GIS RULE ENGINE FOR URBAN PLANNING DATA MODEL INFORMATION EXTRACTION AND ANALYSIS

Abstract

Recently, in the open source GIS arena, have appeared tools and initiatives specifically designed and targeted to urban planning. This is “LocalGIS” or “Urbanismo en Red” case, which are tools driven from within spanish government administration. In fact their development are promoted through the use of free software.

Within this group of applications, open source tools designed specifically for the management of territorial information on the urban planning, is framed the idea that in this summary is presented.

One of the most important and complex part of a system like this is the one about extraction and analysis of information that has been stored in it. Important because it is the moment that fulfills its main function; complex because the urban planning information is computationally difficult to structure. Usually this kind of data has many topological spatial and semantic relations.
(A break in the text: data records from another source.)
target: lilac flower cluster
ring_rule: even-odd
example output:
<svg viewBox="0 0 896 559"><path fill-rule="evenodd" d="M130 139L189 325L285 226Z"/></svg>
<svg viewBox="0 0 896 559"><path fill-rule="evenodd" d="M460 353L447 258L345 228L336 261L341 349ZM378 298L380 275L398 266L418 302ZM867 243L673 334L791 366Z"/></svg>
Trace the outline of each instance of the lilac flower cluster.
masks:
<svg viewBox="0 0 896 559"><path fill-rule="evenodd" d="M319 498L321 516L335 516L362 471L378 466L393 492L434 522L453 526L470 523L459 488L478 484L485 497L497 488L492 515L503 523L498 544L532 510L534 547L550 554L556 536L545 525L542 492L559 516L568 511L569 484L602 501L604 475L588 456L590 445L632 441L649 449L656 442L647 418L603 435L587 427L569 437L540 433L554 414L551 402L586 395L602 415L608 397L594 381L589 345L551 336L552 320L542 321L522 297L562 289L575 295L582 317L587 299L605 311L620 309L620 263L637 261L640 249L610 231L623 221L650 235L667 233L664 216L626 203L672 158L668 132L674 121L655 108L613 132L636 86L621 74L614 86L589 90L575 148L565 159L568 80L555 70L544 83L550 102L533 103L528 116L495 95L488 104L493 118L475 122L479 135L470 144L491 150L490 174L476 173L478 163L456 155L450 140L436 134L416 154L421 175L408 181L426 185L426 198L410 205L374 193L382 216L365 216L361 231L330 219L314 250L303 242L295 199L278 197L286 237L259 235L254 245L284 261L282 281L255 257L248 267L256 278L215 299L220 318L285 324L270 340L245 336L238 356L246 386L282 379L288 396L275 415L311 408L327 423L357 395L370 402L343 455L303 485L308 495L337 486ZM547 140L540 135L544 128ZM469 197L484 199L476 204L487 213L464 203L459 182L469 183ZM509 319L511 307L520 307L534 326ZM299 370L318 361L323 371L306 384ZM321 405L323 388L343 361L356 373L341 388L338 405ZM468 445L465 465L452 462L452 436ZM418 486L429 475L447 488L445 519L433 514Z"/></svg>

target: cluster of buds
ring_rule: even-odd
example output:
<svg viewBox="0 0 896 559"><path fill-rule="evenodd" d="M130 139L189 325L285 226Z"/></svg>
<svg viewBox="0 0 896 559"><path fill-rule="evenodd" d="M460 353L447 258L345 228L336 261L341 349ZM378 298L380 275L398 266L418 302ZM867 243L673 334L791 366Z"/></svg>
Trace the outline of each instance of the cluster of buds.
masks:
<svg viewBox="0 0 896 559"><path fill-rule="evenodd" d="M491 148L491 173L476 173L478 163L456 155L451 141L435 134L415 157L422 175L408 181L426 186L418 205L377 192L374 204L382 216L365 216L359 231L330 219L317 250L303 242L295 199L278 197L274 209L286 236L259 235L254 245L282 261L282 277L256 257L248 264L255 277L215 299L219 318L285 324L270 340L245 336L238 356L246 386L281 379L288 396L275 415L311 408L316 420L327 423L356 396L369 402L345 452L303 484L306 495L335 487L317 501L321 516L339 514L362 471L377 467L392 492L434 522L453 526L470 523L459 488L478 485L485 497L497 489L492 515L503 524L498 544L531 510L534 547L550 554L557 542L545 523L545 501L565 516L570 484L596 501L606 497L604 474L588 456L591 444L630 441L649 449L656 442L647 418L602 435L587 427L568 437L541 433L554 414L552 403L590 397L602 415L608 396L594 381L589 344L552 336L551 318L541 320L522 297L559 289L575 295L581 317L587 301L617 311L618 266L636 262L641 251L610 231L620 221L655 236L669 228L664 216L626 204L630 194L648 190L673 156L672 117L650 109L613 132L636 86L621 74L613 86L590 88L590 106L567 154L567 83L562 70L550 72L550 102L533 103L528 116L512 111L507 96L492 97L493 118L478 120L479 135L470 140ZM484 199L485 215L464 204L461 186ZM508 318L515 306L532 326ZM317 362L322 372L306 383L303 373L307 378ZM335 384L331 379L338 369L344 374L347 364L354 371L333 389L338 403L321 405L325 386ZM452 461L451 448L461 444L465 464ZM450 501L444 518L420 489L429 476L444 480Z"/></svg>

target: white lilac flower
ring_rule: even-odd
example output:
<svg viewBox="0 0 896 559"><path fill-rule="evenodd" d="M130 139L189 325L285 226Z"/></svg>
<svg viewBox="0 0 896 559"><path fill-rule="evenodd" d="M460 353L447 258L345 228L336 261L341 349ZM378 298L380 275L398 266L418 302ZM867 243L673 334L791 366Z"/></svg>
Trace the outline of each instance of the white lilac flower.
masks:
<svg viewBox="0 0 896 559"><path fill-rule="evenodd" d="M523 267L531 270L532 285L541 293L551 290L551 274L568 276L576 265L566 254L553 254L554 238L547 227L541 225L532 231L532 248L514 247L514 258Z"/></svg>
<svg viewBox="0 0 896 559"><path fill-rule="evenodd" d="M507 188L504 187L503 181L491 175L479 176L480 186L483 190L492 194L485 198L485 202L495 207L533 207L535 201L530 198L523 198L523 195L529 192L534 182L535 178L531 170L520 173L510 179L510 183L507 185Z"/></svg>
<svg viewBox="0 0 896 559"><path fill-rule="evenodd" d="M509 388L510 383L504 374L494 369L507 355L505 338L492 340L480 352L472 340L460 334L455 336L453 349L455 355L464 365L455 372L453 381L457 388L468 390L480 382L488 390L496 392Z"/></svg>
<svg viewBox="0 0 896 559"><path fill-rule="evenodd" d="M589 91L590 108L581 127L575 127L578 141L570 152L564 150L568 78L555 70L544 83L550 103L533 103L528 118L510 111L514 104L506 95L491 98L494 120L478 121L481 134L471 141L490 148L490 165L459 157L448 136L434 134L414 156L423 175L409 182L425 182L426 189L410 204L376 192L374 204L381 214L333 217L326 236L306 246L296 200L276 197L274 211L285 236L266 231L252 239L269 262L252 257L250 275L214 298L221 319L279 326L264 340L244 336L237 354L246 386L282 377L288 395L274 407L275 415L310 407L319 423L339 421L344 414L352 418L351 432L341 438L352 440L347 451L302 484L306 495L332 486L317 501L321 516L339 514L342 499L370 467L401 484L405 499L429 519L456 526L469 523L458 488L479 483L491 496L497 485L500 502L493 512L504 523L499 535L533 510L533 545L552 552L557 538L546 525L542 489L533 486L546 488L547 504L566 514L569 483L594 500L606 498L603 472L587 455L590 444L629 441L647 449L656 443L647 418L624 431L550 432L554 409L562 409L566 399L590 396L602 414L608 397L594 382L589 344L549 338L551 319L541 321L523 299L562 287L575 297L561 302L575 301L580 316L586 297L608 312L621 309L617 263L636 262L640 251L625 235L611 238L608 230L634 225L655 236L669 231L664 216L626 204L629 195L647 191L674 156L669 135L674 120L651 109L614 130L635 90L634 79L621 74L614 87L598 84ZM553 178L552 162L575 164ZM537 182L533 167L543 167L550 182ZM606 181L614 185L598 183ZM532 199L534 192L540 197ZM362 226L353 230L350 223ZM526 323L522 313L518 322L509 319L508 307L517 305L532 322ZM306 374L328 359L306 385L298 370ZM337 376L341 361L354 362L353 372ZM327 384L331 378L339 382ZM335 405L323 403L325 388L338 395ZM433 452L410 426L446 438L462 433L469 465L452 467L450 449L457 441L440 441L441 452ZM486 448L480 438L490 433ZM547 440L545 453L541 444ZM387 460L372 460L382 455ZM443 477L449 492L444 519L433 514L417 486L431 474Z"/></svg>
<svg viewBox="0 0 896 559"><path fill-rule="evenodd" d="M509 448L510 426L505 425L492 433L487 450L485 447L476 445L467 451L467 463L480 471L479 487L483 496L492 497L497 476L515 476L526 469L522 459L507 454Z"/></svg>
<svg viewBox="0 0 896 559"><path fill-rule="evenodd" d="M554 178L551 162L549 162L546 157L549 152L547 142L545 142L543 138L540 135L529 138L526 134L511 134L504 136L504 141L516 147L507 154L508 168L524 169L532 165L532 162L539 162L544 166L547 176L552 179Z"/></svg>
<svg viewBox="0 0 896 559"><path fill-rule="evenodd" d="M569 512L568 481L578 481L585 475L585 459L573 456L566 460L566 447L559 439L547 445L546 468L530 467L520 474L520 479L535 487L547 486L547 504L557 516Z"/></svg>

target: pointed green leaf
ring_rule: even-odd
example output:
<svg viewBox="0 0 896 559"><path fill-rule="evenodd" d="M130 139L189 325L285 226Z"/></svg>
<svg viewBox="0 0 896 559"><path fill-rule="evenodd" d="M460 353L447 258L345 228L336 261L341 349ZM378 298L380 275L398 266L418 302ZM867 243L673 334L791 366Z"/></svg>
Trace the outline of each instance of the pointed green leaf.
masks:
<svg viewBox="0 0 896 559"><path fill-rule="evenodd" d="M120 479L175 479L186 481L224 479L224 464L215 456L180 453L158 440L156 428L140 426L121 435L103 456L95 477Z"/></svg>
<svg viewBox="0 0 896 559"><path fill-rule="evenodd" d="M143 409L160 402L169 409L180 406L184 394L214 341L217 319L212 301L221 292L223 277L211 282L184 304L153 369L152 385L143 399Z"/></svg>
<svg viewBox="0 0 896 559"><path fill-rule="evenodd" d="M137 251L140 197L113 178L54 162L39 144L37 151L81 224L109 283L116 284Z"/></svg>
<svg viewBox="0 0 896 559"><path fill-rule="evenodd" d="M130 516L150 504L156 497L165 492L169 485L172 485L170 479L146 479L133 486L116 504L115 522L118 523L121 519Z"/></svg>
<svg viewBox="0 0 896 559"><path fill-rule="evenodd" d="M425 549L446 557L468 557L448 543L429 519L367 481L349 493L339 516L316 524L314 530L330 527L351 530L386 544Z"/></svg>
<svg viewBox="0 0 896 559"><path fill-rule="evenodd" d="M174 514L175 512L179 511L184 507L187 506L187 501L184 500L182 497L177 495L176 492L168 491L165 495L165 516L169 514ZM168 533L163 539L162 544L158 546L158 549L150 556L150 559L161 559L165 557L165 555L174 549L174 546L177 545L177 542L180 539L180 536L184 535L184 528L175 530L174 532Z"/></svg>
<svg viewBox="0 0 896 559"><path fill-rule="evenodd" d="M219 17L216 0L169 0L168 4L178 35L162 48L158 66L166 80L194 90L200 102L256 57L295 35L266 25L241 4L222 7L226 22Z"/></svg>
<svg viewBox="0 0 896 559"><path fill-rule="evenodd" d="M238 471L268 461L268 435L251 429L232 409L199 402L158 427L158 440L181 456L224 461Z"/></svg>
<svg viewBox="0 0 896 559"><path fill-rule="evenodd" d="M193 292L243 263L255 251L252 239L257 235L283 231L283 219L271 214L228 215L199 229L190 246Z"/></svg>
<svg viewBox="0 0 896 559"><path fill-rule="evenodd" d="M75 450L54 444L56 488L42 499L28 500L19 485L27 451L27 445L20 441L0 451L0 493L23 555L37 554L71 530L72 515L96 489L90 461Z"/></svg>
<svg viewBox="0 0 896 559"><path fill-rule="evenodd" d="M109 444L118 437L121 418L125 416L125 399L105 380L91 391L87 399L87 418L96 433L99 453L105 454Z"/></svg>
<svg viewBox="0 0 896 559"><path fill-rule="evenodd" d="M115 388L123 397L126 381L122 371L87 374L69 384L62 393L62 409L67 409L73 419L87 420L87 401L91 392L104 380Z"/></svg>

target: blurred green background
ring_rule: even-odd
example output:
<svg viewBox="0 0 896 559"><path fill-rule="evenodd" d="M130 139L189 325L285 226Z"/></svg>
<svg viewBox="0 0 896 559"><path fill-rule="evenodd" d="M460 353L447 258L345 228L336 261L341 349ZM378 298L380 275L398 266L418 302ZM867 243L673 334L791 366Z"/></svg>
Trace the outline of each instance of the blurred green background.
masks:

Moreover, usually the mapping precision is acceptable for traditional representation in the form of paper maps but do not provide acceptable precision for digital representation according to the complex data models required for the necessary GIS applications who manage them.

GIS Engine Rule Extraction and Analysis Data Models Information for Urban Planning aims to be responsible for the latter task.

It is a computerized procedure based on:

- Any number of planning.

- A data model in a corporate database that holds them.

- An area either wholly or partly belonging to the field of planning.

Allows:

- Extract detailed urban planning data of how each area affects the surface.

- Identify matching errors in the digitalization of the different planning.

- Identify inconsistencies between the semantics content.

It will be used “LocalGIS” as the data model because it is a consensus model and ongoing development and implementation in many spanish municipalities.